Profit Prior to Incorporation


Q.1. Baneshwar Ltd. was incorporated on 1st September, 2016 to take over the business of Ekta &
Gomati, a partnership firm with effect from 1st April, 2016.
Following is their Profit & Loss Account for the year ended 31st March, 2017.
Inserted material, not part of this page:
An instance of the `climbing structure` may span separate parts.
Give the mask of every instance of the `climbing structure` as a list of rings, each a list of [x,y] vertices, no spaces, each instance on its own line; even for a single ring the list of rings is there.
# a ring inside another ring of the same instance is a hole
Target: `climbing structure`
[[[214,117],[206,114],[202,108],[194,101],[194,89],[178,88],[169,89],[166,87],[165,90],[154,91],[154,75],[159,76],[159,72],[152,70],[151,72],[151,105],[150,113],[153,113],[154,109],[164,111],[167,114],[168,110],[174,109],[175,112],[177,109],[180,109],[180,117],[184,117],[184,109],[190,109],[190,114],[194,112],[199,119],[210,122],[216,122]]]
Particulars Rs. Particulars Rs.
To Salaries 39,000 By Gross Profit 1,80,000
To Rent 8,000 By Interest on Fixed Deposit 12,000
To Bad Debts 11,000
To Office Expenses 2,400
To Directors Fees 1,000
To Debentures Interest 2,800
To Selling Expenses 24,300
To Salary to Partners 5,000
To Printing & Stationary 6,000
To Preliminary Expenses 1,500
To Net Profit 91,000
1,92,000 1,92,000
Additional Information:
1. Average monthly turnover from October 2016 to March 2017 was twice the average monthly
turnover from April, 2009 to September, 2009.
2. Rent is doubled from 1st December, 2009.
3. Bad Debts include Rs. 2,000 in respect of sales affected two years ago. Remaining Bad Debts are
out of sales affected throughout the year.
4. Salaries include salary of three employees at equal monthly remuneration. However one of them
was appointed as manager from 1st January, 2010. His salary was doubled from that date.
5. In lieu of interest on purchase consideration the vendor would get 40% of the profit earned in Pre-
incorporation period.
6. Interest on Fixed Deposit was received for the entire year.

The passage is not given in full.